Haveria muitíssimo mais a dizer sobre o corpo humano, mas como o espaço é limitado só queria acrescentar outra característica decisiva que o diferencia da máquina.
Uma máquina é igual aqui, na América, em Angola ou na China. Mas o organismo humano não. Ele adaptou-se aos diferentes meios onde o homem se instalou. Repare-se que os nórdicos têm as narinas finas e os africanos as narinas largas – porque, nas regiões quentes, o ar está mais rarefeito e é preciso aspirar maior quantidade para se ter o mesmo oxigénio.

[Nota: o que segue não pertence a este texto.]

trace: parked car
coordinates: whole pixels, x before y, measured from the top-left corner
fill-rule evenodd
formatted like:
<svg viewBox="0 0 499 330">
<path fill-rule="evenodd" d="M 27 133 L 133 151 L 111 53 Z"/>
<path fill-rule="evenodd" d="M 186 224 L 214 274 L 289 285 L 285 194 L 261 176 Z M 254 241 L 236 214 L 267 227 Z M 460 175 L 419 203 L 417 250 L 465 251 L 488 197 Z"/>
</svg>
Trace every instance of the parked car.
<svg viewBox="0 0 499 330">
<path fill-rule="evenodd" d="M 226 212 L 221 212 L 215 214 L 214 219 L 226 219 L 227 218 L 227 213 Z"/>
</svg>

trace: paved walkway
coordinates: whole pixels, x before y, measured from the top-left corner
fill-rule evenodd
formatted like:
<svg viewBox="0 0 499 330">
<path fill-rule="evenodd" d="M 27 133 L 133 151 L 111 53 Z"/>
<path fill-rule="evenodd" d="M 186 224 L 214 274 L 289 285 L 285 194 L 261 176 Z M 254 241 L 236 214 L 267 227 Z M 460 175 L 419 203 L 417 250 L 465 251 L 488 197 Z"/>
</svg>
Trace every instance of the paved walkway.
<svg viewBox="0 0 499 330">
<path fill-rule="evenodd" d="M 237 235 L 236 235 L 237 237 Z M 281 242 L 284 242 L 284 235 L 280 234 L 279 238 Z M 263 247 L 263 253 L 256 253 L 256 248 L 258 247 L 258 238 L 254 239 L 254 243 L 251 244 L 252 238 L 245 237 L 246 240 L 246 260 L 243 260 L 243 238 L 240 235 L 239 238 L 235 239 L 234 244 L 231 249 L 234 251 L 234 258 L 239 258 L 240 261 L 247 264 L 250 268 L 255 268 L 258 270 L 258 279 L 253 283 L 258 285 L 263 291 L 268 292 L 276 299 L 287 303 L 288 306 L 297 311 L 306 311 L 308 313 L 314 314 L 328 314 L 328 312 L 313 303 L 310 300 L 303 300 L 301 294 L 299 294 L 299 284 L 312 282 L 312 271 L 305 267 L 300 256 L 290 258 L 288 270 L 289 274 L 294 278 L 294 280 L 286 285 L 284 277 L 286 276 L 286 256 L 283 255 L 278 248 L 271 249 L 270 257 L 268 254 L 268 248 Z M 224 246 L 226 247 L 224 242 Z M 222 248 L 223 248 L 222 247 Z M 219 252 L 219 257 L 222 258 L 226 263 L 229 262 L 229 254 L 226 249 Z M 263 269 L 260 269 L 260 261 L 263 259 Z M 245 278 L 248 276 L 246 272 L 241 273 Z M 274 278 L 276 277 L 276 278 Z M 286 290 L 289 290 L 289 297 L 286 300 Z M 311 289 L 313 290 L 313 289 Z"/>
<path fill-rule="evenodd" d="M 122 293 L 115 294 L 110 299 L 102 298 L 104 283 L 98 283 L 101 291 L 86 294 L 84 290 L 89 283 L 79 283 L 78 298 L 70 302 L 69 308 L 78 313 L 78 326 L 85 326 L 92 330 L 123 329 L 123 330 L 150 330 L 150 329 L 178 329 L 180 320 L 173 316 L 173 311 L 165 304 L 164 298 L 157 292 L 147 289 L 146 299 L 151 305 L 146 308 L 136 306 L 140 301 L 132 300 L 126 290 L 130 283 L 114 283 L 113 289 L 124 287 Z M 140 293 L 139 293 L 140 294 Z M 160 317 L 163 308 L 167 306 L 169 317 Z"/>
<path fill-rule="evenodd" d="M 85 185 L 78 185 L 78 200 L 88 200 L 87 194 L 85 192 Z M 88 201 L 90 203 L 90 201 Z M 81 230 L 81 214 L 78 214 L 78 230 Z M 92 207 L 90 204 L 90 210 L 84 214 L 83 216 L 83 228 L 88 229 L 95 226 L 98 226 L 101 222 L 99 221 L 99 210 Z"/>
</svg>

E o mesmo vale para a pele: um nórdico que se instale em África tem de ter muito cuidado e sorte para não contrair um cancro de pele.
No nosso corpo, quase tudo tem uma razão de ser. É preciso, pois, percebê-lo, saber ouvi-lo – e interpretar bem o que ele nos diz.
P.S. – Esta crónica foi escrita sob fortes dores lombares, depois de o autor ter-se posto a abrir covas para plantar árvores, abusando claramente das disponibilidades do corpo.